Re: [media] Moving forward with captions / subtitles from Eric Carlson on 2010-02-16 (public-html-a11y@w3.org from February 2010)

From: Eric Carlson <eric.carlson@apple.com>
Date: Mon, 15 Feb 2010 21:29:48 -0800
To: Philip Jägenstedt <philipj@opera.com>
Cc: Silvia Pfeiffer <silviapfeiffer1@gmail.com>, HTML Accessibility Task Force <public-html-a11y@w3.org>
Message-id: <1F57E298-8023-437A-A26D-357360FEF09A@apple.com>
On Feb 15, 2010, at 9:03 PM, Philip Jägenstedt wrote:

> On Tue, 16 Feb 2010 10:22:34 +0800, Eric Carlson <eric.carlson@apple.com> wrote:
> 
>> 
>>  Yikes, teach me to ignore email for 12 hours :-(
>> 
>> 
>> On Feb 15, 2010, at 12:46 AM, Philip Jägenstedt wrote:
>> 
>>> On Mon, 15 Feb 2010 15:19:09 +0800, Eric Carlson <eric.carlson@apple.com> wrote:
>>> 
>>>> 
>>>> On Feb 14, 2010, at 11:06 PM, Philip Jägenstedt wrote:
>>>>> 
>>>>> I think calling the grouping element <track> is a bad idea when it in fact doesn't specify a track but a group of tracks (each track in <source>).
>>>>> 
>>>> But it does not represent a group of tracks!
>>>> 
>>>> The <track> element represents a single track in the presentation, which uses one of the <source> elements as its source of media data.
>>> 
>>> How would this tie into the MediaTrack API and the MediaTracks collection? It is my understanding that each individual stream in a Ogg or MPEG-4 would be a MediaTrack.
>>> 
>> 
>>  Yes, exactly.
>> 
>>> Would a <track> or a <source> represent a MediaTrack? If it is <track>, how would one activate a single <source> via the MediaTracks collection? Or is the intention that source selection in <track> completely determine which <source> is used so that the only way of switching between e.g. languages is rearranging the order of <source>s and calling .load() (or similar)?
>>> 
>>  I am proposing that a <track> be represented by a MediaTrack. The UA would select one of the <source> elements, or the "src" attribute on the <track>, and that file would be used as the track's media data.
>> 
>>  As you note, this *is* different from "alternate tracks" in an MPEG-4 or QuickTime file, but it is different by design. If we represent each <source> by a MediaTrack object we will need to load every source, whether it is displayed or not, to answer questions about it. The MediaTrack object in the multi track API proposal has an ellipsis after "enabled" to represent the other track properties we will want to expose:
>> 
>> interface MediaTrack {
>>  readonly attribute DOMString name;
>>  readonly attribute DOMString role;
>>  readonly attribute DOMString type;
>>  readonly attribute DOMString lang;
>>           attribute boolean enabled;
>>  ...
>> };
>> 
>>  Some of these properties won't be possible to answer without loading and parsing a file (eg. duration), which we shouldn't require for a file that won't be used.
>> 
>>  MPEG-4 and QuickTime files don't have this problem because even if a track's media is external to the movie, the movie file always contains the track meta data so it is possible get it without loading/parsing the track data.
> 
> Good point. My thinking is that attributes of MediaTrack that require loading the track would simply be unavailable when the track is not enabled, like e.g. HTMLMediaElement.duration. At least role, type and lang are available from markup though and should be what the "track selection algorithm" operates on.
> 
  One problem with this is that tracks inside of a media file won't have this restriction. Actually, track added in markup and disabled after the data is loaded won't have this restriction either. This is likely to be very confusing.

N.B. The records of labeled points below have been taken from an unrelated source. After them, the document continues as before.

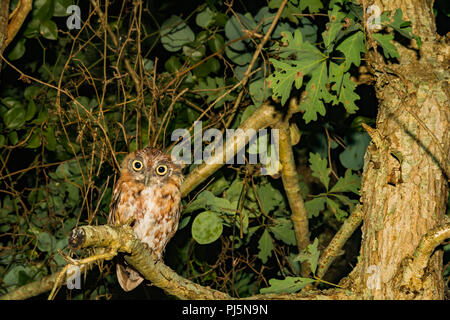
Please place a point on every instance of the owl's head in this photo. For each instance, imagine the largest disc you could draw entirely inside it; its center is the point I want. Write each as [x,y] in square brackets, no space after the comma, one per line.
[151,167]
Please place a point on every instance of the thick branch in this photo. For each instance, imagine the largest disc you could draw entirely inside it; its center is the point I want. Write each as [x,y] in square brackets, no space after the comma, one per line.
[340,238]
[261,118]
[32,289]
[124,239]
[17,18]
[414,270]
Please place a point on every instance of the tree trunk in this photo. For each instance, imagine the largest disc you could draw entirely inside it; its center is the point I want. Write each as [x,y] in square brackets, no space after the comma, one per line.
[404,187]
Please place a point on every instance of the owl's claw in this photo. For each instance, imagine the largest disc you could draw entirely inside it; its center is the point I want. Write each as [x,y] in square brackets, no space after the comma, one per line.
[130,222]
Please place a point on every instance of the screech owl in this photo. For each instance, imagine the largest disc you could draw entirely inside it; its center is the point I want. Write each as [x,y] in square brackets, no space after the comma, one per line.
[147,196]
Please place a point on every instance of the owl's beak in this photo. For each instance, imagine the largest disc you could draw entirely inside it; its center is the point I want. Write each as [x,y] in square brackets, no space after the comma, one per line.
[147,180]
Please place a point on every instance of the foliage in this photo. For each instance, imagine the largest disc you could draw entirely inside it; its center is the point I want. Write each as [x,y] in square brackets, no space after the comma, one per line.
[92,100]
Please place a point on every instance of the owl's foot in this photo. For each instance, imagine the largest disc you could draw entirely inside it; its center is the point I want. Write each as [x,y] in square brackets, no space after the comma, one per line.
[130,222]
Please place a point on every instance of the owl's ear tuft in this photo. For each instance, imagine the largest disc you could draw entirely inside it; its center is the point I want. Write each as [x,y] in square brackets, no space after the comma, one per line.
[178,161]
[77,238]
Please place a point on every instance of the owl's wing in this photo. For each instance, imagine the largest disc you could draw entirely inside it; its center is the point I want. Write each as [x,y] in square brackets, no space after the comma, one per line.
[115,199]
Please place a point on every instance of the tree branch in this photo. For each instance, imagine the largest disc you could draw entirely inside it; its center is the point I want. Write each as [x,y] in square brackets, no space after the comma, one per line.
[17,18]
[264,116]
[340,238]
[414,270]
[291,183]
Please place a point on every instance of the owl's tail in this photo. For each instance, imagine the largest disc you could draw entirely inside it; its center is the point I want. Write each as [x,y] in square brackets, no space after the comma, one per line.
[128,278]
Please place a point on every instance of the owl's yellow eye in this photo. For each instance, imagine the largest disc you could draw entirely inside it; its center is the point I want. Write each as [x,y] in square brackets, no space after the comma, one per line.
[161,169]
[137,165]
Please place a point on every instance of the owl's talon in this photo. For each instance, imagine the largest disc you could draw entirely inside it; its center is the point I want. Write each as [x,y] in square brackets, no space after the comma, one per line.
[130,222]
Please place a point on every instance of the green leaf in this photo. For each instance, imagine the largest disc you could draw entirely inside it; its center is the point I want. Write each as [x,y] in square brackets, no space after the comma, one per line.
[34,141]
[45,242]
[349,183]
[307,59]
[172,64]
[353,155]
[42,116]
[333,206]
[311,255]
[389,50]
[259,91]
[207,200]
[12,277]
[313,5]
[352,47]
[241,58]
[345,89]
[248,112]
[219,186]
[18,51]
[314,206]
[216,43]
[13,137]
[283,230]
[320,168]
[265,246]
[234,191]
[287,285]
[175,34]
[234,30]
[207,227]
[50,139]
[43,10]
[269,197]
[15,118]
[334,26]
[401,26]
[31,110]
[61,8]
[49,30]
[184,222]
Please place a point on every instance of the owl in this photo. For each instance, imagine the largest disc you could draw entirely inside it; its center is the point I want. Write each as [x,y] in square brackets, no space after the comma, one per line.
[147,197]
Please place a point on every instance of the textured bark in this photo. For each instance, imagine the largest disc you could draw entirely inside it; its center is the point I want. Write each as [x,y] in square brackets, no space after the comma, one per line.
[405,198]
[4,15]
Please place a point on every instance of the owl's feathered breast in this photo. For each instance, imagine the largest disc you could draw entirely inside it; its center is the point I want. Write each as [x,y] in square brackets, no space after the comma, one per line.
[154,210]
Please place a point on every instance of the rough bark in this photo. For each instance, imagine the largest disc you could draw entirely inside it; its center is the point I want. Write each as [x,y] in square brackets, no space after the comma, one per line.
[404,187]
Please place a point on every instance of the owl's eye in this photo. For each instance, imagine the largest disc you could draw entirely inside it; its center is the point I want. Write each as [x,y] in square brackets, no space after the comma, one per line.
[161,169]
[137,165]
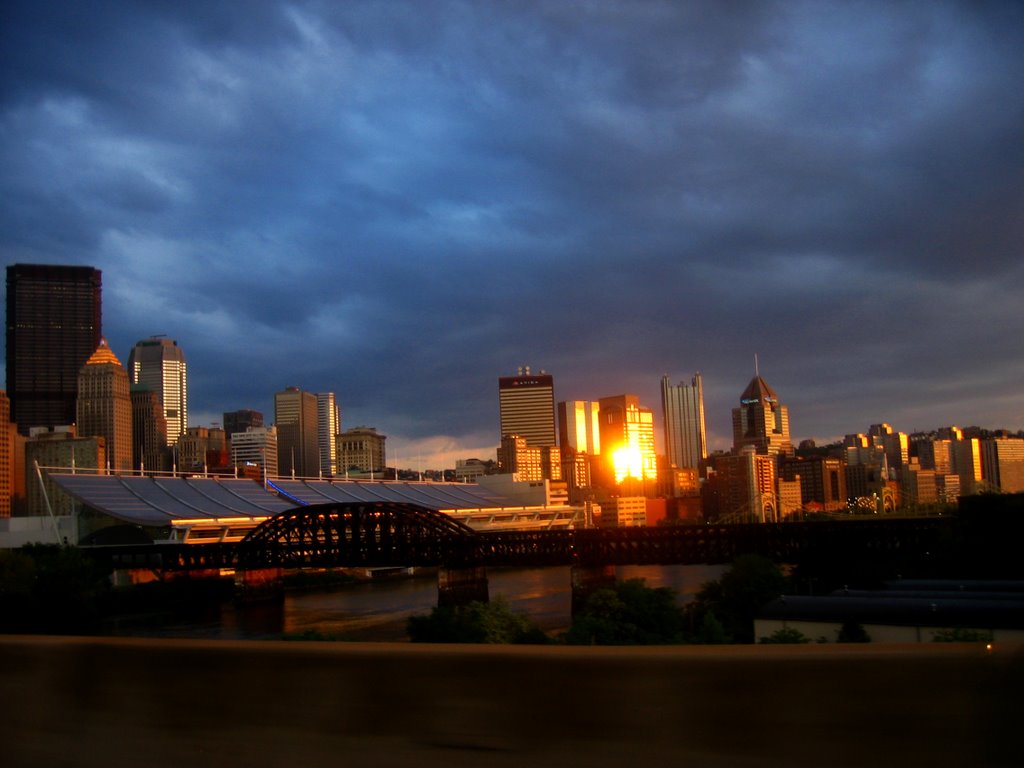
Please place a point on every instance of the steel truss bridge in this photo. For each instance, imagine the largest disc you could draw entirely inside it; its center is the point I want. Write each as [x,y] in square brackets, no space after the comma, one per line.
[400,535]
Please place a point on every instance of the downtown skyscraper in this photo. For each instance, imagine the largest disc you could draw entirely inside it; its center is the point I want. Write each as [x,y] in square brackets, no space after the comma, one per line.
[761,421]
[104,407]
[526,406]
[53,327]
[295,417]
[328,429]
[685,435]
[159,364]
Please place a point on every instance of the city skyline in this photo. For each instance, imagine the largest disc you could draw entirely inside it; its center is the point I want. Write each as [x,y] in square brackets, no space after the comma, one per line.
[311,198]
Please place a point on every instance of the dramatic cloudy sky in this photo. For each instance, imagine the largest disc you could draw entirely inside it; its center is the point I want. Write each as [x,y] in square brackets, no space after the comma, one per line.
[402,201]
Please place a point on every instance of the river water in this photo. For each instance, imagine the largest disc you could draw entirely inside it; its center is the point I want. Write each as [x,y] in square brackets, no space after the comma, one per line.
[378,610]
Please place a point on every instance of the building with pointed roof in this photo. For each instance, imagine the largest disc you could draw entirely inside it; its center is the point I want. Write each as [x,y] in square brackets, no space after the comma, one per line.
[103,406]
[761,421]
[53,325]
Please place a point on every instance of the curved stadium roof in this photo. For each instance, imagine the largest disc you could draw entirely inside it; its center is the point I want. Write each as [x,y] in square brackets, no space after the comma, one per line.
[162,501]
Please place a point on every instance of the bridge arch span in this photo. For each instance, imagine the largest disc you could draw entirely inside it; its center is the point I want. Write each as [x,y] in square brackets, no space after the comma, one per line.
[358,535]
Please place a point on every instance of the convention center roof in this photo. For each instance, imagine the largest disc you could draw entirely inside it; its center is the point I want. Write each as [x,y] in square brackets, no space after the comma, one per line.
[163,501]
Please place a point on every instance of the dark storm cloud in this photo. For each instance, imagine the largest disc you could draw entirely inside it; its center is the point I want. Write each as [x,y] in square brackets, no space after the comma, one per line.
[401,202]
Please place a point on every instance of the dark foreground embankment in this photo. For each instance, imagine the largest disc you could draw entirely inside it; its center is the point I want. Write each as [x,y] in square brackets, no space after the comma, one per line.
[194,704]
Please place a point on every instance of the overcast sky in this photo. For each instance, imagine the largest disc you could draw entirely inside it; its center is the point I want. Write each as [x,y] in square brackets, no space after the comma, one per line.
[401,202]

> With <track><source>, is it at all possible to use the MediaTracks collection to activate tracks or build scripted menus? While not a must-have feature, it would be nice if the same API can be used to operate on both resource-internal tracks and tracks added with markup.
> 
  Yes, I think it is very important that internal and external tracks are represented in exactly the same way. An object in the MediaTracks collection represents the <source> chosen by the resource selection algorithm. In your complex example from earlier, assuming "video.ogv" has one video and one audio track:

    <video src="video.ogv">
        <track role="SUB">
            <source src="subs.en.srt" srclang="en">
            <source src="subs.sv.srt" srclang="sv">
        </track>
        <track role="CC">
            <source src="cc.en.srt" srclang="en">
            <source src="cc.sv.srt" srclang="sv">
        </track>
    </video>

  Every user would have :

	video.tracks(0).role == 'video' 
	video.tracks(1). role == 'audio' 
	video.tracks(2). role == 'sub' 
	video.tracks(3). role == 'cc'
	video.tracks(0).src == 'video.ogv' 	// the media is in the movie file
	video.tracks(1).src == 'video.ogv' 

  But only users on a Swedish system would have (assuming the first language is chosen if none match the user's system): 

	video.tracks(2).src == 'subs.sv.srt' 
	video.tracks(3).src == 'cc.sv.srt'

  Disabling *any* track is just "video.tracks(n).enabled = false".

eric
Received on Tuesday, 16 February 2010 05:30:23 UTC